Las investigaciones han demostrado que el aprendizaje y el rendimiento cognitivo de los educandos pueden verse influenciados por reacciones emocionales ante el aprendizaje, tales como el aburrimiento, la ansiedad o el disfrute. Estos estudios se han centrado en cómo las emociones de los estudiantes se relacionan directamente con su éxito en el contexto escolar.

Fruto de estos estudios, se concluyó que aquellos estudiantes que experimentaban emociones como ansiedad, vergüenza o aburrimiento, obtenían peores resultados académicos, respecto a los estudiantes que presentaban emociones más positivas. Además, estas investigaciones sugieren específicamente que las emociones influyen en el rendimiento académico incluso por encima de la capacidad cognitiva.
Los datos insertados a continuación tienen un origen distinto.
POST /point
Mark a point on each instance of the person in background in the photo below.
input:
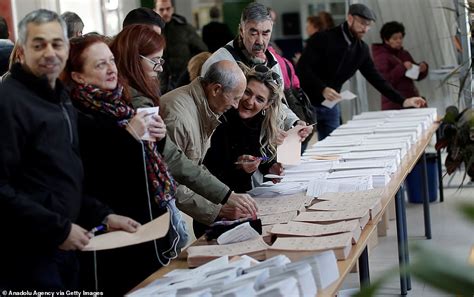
(327, 22)
(248, 135)
(144, 15)
(41, 172)
(193, 69)
(251, 48)
(216, 34)
(393, 61)
(182, 43)
(191, 114)
(6, 46)
(126, 172)
(313, 25)
(332, 57)
(138, 64)
(74, 23)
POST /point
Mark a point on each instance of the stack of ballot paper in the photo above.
(278, 218)
(389, 165)
(317, 187)
(281, 204)
(374, 204)
(297, 248)
(380, 176)
(369, 194)
(345, 95)
(198, 255)
(303, 229)
(269, 189)
(244, 276)
(325, 217)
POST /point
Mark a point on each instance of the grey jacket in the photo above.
(199, 192)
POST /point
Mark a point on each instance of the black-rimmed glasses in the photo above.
(156, 64)
(268, 74)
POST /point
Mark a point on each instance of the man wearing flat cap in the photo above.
(332, 57)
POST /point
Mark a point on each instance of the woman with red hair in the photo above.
(122, 170)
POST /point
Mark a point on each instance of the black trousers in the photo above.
(57, 270)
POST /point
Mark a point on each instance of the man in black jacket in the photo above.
(332, 57)
(182, 43)
(41, 173)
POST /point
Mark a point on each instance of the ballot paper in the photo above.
(288, 153)
(239, 233)
(150, 111)
(346, 95)
(413, 72)
(115, 239)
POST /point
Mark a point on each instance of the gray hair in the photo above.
(40, 16)
(74, 23)
(255, 12)
(225, 76)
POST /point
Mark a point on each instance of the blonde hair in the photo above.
(195, 64)
(274, 115)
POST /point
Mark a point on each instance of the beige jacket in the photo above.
(190, 123)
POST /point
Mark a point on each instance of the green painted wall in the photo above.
(231, 12)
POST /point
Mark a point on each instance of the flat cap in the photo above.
(143, 15)
(362, 11)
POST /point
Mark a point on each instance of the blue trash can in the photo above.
(414, 180)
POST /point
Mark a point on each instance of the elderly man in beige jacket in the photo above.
(191, 114)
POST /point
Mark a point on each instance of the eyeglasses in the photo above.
(364, 23)
(156, 64)
(267, 74)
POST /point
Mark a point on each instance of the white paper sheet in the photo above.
(413, 72)
(115, 239)
(345, 95)
(149, 112)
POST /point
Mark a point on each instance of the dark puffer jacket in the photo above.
(389, 62)
(182, 43)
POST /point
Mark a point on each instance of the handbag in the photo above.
(298, 101)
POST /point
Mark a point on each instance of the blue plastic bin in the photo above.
(414, 180)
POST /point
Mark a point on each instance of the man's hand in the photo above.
(244, 202)
(407, 64)
(248, 163)
(116, 222)
(232, 213)
(281, 136)
(276, 169)
(331, 94)
(414, 102)
(305, 131)
(423, 67)
(77, 239)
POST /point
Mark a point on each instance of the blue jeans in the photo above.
(328, 120)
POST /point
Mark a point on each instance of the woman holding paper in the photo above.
(393, 62)
(247, 138)
(121, 170)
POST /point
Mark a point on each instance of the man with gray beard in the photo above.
(251, 48)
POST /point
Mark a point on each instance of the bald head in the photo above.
(224, 85)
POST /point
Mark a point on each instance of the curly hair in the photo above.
(274, 115)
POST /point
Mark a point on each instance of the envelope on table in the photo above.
(115, 239)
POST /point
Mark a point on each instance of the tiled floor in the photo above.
(450, 231)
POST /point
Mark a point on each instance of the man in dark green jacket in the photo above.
(182, 43)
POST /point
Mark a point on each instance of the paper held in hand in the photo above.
(289, 152)
(413, 72)
(345, 95)
(115, 239)
(149, 112)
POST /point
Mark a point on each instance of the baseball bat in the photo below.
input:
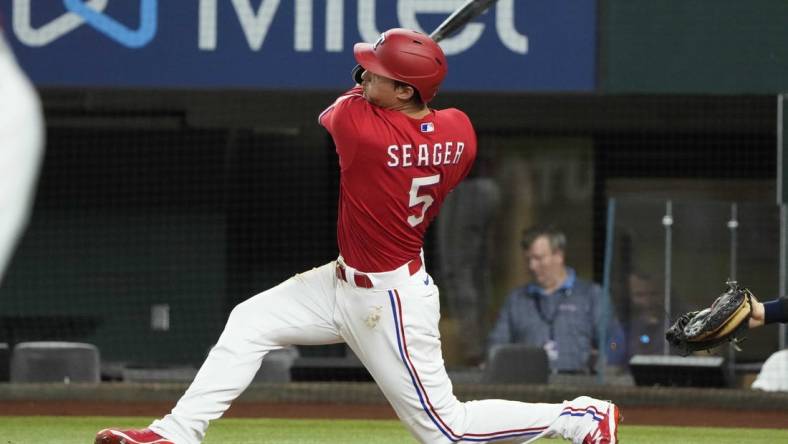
(460, 17)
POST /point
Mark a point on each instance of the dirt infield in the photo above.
(637, 415)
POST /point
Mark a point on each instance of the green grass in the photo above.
(80, 430)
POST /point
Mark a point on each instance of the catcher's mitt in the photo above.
(725, 320)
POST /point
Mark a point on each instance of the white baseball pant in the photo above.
(393, 329)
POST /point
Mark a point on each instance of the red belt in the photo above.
(363, 281)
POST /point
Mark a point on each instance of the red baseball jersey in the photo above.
(395, 172)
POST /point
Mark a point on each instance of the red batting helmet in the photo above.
(408, 56)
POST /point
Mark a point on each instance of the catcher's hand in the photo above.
(725, 320)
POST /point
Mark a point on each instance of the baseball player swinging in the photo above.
(398, 159)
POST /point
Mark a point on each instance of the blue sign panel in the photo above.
(518, 45)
Proporcionar a los estudiantes sensaciones de logro puede ayudar a minorar los sentimientos negativos, facilitando el bienestar emocional. Desde esta perspectiva, donde las emociones constituyen un factor importante para actuar en consecuencia, se ha de conocer el tipo de emoción que se presenta en cada ocasión. Por esto es que diferentes autores propusieron la clasificación de emociones básicas (ira, tristeza, miedo, alegría, sorpresa y asco) con la finalidad de reconocer estas informaciones en los demás.